Oral Session 1B – Performance Recognition
Oral Session 1B, chaired by Simon Dixon (Queen Mary)
Body movement in music information retrieval
by Rolf Inge Godøy and Alexander Refsum Jensenius
Abstract: We can see many and strong links between music and hu- man body movement in musical performance, in dance, and in the variety of movements that people make in lis- tening situations. There is evidence that sensations of hu- man body movement are integral to music as such, and that sensations of movement are efficient carriers of infor- mation about style, genre, expression, and emotions. The challenge now in MIR is to develop means for the extrac- tion and representation of movement-inducing cues from musical sound, as well as to develop possibilities for using body movement as input to search and navigation inter- faces in MIR.
Links between body movement and music everywhere. Performers, listeners, etc. Movement is integral to music experience. Suggest that studying music-related body movement can help our understanding of music.
One example: http://www.youtube.com/watch?v=MxCuXGCR8TE
Relate music sound to subject images.
Looking at performance of pianists – creates a motiongram – and a motion capture.
Listeners have lots of knowledge about sound producing motions/actions. These motions are integral to music perception. There’s a constant mental model of the sound/action. Example: Air guitar vs. Real Guitar
This was a thought provoking talk. wonder how the music-action model works when the music controller is no longer acoustic – do we model music motions when using a laptop as our instrument?
Who is who in the end? Recognizing pianists by their final ritardandi
by Raarten Grachten and Gerhrad Widmer
Some examples Harasiewicz, vs Ashkenazy – similar to how different people walk down the stairs.

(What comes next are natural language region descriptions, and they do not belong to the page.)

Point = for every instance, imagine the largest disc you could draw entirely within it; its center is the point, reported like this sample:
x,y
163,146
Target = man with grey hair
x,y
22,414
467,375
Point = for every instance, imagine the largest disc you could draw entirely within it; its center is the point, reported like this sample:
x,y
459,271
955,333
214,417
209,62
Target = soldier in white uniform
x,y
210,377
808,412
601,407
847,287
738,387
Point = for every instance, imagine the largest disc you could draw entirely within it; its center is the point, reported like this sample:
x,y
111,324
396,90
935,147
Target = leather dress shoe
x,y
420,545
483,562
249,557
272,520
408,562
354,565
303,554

Why? Structure asks for it or … they just feel like it. How much of this is specific to the performer? Fixed effects: transmitting moods, clarifying musical structure. Transient effects: Spontaneous deicsions, motor noise, performance errors.
Study – looking at piece specific vs. performance specific tempo variation. Results: Global tempo from the piece, local variation is performance specific.
Method:
- Define a performance norm
- Determine where performers significantly deviate
- Model the deviations
- Classify performances based on the model
In actuality, use the average performance as a norm. Note also there may be errors in annotations that have to be accounted for.
Here are the deviations from the performance norm for various performers.
Accuracy ranges from 65.31 to 43.53 – (50% is random baseline). Results are not overwhelming, but still interesting considering the simplistic model.
Interesting questions about students and schools and styles that may influence results.
All in all, an interesting talk and very clearly presented.